А несколько сентиментальный конец — «вот оно, прежнее счастье, прежняя любовь», «с этой грязной земли — ввысь, к звездам», — действительно оказывается утешением для потерпевшего поражение, но все еще сентиментального Пиннеберга. И конец этот полностью соответствует словам Фаллады, что его ответом на вопрос «что же дальше?» является Овечка.
Образ Овечки немало способствовал успеху «Маленького человека». Реальной помощи своим читателям Овечка, конечно, оказать не могла, но она убеждала их:
Вопрос о воздействии романа включает в себя и вопрос о том, какое место занял он в литературе. И здесь следует признать, что «Маленький человек» Фаллады, несмотря на все его недостатки, которых при желании можно обнаружить очень много, занял — по крайней мере в немецкой литературе — прочное и весьма достойное место. По словам того же Иоганнеса Р. Бехера, Фалладе удалось «показать разницу между беллетристикой и подлинным искусством». Этим своим четвертым романом, вышедшим в 1932 году, Фаллада еще раз, причем совершенно по-новому, доказал, что в нем не зря видели надежду немецкой литературы.
ПОПОЛАМ — ИЛИ ЗАЛОЖУ
В своих «Страданиях по Германии» («Листках из дневника за 1933–1934 год») Томас Манн сделал запись, помеченную мартом 1934 года: «„Предисловие“ Фаллады, в котором он насмехается над гуманистическими представлениями „прошедшей эпохи“. При этом сама книга отличается вполне гуманистической направленностью. Но чтобы ее можно было опубликовать в Германии, Фалладе в „Предисловии“ пришлось все гуманистическое отрицать, попирать ногами».
Это предисловие, которое должно было ввести читателя в книгу «Кто хоть раз хлебнул тюремной баланды…», находилось в досадном противоречии с самой книгой.
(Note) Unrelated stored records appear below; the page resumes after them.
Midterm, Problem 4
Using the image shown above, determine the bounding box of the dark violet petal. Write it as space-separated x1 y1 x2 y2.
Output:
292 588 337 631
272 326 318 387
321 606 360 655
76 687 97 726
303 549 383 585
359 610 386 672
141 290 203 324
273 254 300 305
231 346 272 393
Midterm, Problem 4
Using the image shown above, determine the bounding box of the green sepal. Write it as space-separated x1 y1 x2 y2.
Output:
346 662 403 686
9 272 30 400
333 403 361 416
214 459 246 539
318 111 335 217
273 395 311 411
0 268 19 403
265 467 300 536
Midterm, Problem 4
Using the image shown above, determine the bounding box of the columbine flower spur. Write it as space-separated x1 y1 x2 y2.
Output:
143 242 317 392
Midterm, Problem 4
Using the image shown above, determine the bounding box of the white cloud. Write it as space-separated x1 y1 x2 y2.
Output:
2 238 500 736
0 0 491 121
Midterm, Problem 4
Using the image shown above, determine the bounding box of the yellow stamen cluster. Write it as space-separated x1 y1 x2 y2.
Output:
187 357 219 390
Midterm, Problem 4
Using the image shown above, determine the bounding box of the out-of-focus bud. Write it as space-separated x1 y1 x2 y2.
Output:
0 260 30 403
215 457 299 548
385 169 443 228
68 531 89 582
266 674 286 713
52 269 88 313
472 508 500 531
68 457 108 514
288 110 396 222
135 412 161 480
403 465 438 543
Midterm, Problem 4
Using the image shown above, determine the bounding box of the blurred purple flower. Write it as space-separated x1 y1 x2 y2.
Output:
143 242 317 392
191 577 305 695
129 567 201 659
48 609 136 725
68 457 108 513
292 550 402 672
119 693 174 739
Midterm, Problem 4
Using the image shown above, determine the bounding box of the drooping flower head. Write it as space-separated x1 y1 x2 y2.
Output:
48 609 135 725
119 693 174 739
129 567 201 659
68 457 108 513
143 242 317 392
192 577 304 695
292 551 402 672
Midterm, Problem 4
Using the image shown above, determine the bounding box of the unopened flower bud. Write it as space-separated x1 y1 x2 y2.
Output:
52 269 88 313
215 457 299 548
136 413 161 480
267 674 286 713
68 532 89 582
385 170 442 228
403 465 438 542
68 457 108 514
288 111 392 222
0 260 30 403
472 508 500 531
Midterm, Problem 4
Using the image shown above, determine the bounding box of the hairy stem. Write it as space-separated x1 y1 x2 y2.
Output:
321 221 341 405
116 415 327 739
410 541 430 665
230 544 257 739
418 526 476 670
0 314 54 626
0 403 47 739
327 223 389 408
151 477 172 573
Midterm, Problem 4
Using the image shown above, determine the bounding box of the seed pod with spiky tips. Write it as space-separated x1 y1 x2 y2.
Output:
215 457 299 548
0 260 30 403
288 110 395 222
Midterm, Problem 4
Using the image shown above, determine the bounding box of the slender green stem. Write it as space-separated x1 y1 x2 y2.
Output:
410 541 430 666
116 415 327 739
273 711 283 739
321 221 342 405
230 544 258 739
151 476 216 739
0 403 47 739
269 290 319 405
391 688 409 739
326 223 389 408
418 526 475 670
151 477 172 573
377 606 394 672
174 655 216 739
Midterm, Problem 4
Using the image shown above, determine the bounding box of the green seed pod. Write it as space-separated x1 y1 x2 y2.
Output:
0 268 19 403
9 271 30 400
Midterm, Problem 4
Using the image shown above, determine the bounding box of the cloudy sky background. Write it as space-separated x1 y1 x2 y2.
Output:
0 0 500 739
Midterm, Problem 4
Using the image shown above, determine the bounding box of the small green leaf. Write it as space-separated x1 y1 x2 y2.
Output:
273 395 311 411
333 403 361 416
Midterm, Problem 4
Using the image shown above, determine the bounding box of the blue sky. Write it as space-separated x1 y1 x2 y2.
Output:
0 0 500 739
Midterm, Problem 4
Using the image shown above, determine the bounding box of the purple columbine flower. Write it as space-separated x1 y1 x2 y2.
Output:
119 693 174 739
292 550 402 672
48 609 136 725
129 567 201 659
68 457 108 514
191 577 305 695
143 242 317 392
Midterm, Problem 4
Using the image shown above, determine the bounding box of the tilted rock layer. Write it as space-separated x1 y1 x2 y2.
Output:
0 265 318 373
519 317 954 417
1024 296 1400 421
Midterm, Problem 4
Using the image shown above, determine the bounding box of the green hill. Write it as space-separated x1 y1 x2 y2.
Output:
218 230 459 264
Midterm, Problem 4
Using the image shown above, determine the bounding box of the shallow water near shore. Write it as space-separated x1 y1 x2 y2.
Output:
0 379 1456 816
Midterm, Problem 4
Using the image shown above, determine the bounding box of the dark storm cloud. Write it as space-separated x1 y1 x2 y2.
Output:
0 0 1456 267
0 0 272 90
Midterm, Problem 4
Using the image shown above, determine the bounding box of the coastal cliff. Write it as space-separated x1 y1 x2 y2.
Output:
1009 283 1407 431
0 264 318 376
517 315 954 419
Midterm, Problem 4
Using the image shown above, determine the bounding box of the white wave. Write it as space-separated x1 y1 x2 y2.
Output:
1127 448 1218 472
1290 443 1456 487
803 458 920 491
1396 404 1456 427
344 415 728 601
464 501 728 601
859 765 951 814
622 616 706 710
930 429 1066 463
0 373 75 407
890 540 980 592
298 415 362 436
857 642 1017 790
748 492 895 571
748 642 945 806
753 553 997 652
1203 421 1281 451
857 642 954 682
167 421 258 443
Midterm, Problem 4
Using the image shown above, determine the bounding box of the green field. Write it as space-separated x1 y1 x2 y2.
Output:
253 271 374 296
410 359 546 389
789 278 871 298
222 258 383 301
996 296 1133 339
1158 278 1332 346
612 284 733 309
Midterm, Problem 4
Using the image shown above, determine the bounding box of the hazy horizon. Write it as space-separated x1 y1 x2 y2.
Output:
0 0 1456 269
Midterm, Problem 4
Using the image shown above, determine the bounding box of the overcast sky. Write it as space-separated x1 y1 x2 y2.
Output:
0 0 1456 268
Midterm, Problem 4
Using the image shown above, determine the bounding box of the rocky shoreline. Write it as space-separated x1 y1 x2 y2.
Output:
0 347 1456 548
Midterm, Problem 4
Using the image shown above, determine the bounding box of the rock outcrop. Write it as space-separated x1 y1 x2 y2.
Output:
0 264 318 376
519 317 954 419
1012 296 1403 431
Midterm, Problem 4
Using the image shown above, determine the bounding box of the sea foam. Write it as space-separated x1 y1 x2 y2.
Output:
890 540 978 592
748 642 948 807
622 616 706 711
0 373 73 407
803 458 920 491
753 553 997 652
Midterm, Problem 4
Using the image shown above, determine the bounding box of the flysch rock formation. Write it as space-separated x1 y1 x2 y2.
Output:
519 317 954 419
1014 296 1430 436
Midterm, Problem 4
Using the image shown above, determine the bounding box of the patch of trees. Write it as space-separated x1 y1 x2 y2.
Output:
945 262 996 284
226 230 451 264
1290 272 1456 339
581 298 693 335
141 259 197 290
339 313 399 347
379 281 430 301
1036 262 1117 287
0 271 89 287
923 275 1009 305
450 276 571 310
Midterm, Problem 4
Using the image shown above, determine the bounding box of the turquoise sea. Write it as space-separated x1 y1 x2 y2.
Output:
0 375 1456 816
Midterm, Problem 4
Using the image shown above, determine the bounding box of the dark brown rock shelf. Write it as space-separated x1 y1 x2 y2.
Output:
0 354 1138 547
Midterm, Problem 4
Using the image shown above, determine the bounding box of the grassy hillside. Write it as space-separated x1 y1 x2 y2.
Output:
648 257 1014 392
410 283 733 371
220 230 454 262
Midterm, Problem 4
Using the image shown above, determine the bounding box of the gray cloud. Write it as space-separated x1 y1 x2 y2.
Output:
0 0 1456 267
В книге автор вполне однозначно высказывается за принцип гуманизации уголовного наказания и критикует военно-бюрократические традиции германских тюрем, а также фарисейскую систему «попечения» над отбывшими срок наказания как ведущие к деградации человеческой личности. Однако его краткое предисловие, занимающее всего шестнадцать строк, да к тому же еще датированное 30 января 1934 года, трудно расценить иначе как попытку отмежеваться от собственной точки зрения, высказанной в книге.
По словам Фаллады, вынесенным в это предисловие, выходило, что он со своей книгой ломится в открытую дверь, поскольку «так называемое гуманное уголовное наказание, смешные, гротескные и печальные стороны которого описываются в этой книге, не существует более», ибо «теперь уже и эта частица немецкой действительности изменилась», и произошло это, оказывается, «пока автор работал над книгой». А когда Фаллада заявляет дальше, что «верит в своего Вилли Куфальта», — «не нужно громких слов о пользе гуманизации мест заключения, нужны рабочие места для отбывших срок наказания. Этим людям нужны не формальные меры по трудоустройству, а подлинное понимание их нужд. Не милость, а просто: подвести черту под всем прошлым, пусть теперь человек сам покажет, на что он способен», — это высказывание, вероятно, производило на читателей впечатление самого неприкрытого цинизма.
Читатели — как на родине, так и в изгнании, — ломали себе голову: неужели Фаллада всерьез решил отречься от своей книги? Решил закрыть глаза ка все, что видел и пережил сам, и начать «подпевать» нацистам? А может быть, его заставили отречься от своего романа, пусть хотя бы в такой форме? Или он надеялся, что нацисты зачтут ему это предисловие как смягчающее обстоятельство?
Томас Манн продолжает свою запись: «Бедные немецкие писатели! Это у них, скорее всего, просто перифраза, которой они вынуждены пользоваться: делая вид, что поносят гуманизм, они сами позже вступаются за него, пытаются протащить его, так сказать, через черный ход. Беда, однако, в том, что тут уж ничего не поделаешь: даже после самой антигуманной революции защита гуманизма остается естественной задачей писателя. Все остальное — игра».
Роман Фаллады «Маленький человек, что же дальше?» был опубликован месяцев по крайней мере за шесть до «антигуманной революции» нацистов. Следует ли нам полагать, что новая его книга и означала подобную игру? Или автор прибег этим предисловием к перифразе? Ведь защита гуманизма должна была бы остаться для него «естественной задачей»?